SoundOn is designed to help independent, emerging artists navigate TikTok, upload music, get paid for its use, advertise and promote on the platform, and distribute their music to external DSPs. Through its integration with Overtune, paid users can release Overtune-produced songs through SoundOn directly in the app, which has a free tier along with a subscription service priced at $9.99 per month. (This paid option also offers other features, such as exclusive beat packs.)
“I've worked with probably every distributor under the sun, but never before with SoundOn,” says King. “I'm excited about it, because TikTok has changed the music industry.”
Overtune's ability to produce music tailored for TikTok has attracted serious interest, with the company receiving $2 million in funding from Whynow media (founded by Mick Jagger's son, Gabriel Jagger), together with investments from a group that includes Guitar hero founder Charles Huang. Its advisory board includes the former head of Sony Music UK Nick Gatfield. And while the use of the app to create full-length songs is relatively new, along with King's song, Overtune was used in the creation of “Framtíðin er hällä” (“The future is here”), a song created for the National Radio TV New Year's Eve 2023 Station of Iceland's.
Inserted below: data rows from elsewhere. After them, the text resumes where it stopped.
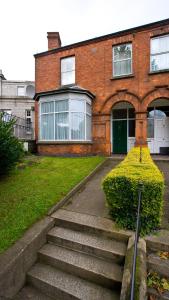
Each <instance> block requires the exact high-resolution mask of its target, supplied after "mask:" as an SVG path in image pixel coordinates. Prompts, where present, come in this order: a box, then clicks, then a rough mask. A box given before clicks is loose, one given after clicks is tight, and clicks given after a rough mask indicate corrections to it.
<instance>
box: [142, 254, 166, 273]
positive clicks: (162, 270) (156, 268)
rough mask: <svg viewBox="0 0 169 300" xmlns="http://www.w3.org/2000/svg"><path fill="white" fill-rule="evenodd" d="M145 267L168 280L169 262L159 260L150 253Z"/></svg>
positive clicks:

The founders of Overtune want to make creating music super simple by providing thousands of different sounds organized by tempo and pitch for easy matching. (Some commenters were suspicious that King had her knocking within five minutes, so she made another video recreating the process to prove it.) The app currently offers an AI helper that answers users' questions and develops other AI functions that are trained on Overtune's proprietary beat packs. Later this year, the company will also release a feature that lets users create loops using text prompts.
Overtune recently added an AI feature that lets users apply voice filters that mimic the voices of public figures like Donald Trump and Morgan Freeman and fictional characters like Marge Simpson. (This feature will soon be replaced by internally developed AI voices designed to modify individual voices, rather than reproduce those of celebrities.)
“The beautiful thing about it,” Guðjónsson says of the app as it stands now, “is that you don't need to know anything about technology or music to be able to create songs.”
Overtune sounds are copyright-free, so users can earn royalties from music created in the app when it's uploaded to TikTok and DSPs like Spotify and Apple Music. However, Guðjónsson says Overtune users are “gravitating towards TikTok”, making SoundOn “a natural addition to our offerings”.
The app also allows users to make music to the unique beat of TikTok. Artists can experiment with song snippets and then use SoundOn to upload them to TikTok and test them with audiences before finalizing the song and releasing it to more traditional DSPs.
Facilitating distribution is also just an extension of the company's larger mission. “Being a musician isn't supposed to be that hard,” says Guðjónsson. “As it is today, you have to have very expensive equipment and a big presence to get noticed by labels, but anyone can come through our services.”
For King, that convenience is a big part of the app's appeal.
“As an independent artist you have to be consistent, and the best way to be consistent is to be efficient,” he says. “With Overtune I can make a full demo in the app and then distribute it through SoundOn, which makes life easier as an independent artist.”